Prevalence of diabetes mellitus (DM) and, therefore, chronic, and acute DM related complications, has significantly increased all over the world (Ogurtsova et al., 2017; Simó-Servat et al., 2019; Harding et al., 2019). Additionally, prevalence of other age-related retinal diseases, like, for example, age-related macular degeneration (AMD) has increased over the last decades (Mitchell et al., 2018). In fact, the number of European Union inhabitants with any AMD is expected to increase from 67 to 77 million by 2050; while the incidence of late AMD is estimated to increase from 400,000 per year today to 700,000 per year in 2050 (Li et al., 2020).

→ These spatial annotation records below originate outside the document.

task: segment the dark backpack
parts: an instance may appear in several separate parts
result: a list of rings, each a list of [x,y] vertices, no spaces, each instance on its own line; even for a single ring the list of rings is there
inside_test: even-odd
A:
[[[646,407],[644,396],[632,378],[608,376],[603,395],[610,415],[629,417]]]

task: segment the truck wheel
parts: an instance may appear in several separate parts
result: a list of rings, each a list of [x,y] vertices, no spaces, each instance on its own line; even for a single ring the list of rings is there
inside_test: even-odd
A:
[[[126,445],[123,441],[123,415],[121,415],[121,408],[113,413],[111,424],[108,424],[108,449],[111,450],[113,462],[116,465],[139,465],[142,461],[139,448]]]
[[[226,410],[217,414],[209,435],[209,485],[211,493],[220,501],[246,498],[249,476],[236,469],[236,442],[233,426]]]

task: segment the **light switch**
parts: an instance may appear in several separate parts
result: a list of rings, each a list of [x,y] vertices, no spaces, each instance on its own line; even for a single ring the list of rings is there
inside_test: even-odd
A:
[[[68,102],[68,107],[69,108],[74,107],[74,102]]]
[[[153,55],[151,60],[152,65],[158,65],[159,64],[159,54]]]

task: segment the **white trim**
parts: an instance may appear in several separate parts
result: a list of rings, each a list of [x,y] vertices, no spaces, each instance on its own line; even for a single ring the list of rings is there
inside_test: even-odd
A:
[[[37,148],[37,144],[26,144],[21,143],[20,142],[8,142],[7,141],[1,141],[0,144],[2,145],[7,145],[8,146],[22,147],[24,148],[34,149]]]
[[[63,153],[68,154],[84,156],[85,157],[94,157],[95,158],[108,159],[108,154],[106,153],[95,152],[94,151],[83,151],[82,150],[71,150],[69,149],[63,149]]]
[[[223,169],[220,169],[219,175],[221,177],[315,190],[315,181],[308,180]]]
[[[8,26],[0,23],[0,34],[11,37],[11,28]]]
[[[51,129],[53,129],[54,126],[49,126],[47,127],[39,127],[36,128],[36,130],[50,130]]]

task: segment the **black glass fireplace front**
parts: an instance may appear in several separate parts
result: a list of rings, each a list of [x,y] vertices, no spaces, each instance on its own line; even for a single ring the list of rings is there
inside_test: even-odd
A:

Because many of these pathologies appear and evolve asymptomatically for years, the importance of early diagnosis and appropriate treatment of ophthalmic diseases has never been greater (Simó-Servat et al., 2019; Harding et al., 2019; Mitchell et al., 2018).
Diabetic retinopathy (DR) is a common sight threatening complication of DM which remains a leading cause of visual loss in working-age populations (Simó-Servat et al., 2019; Mitchell et al., 2018). The first approach to DR diagnosis is based on its clinical manifestations of retinal vascular damage.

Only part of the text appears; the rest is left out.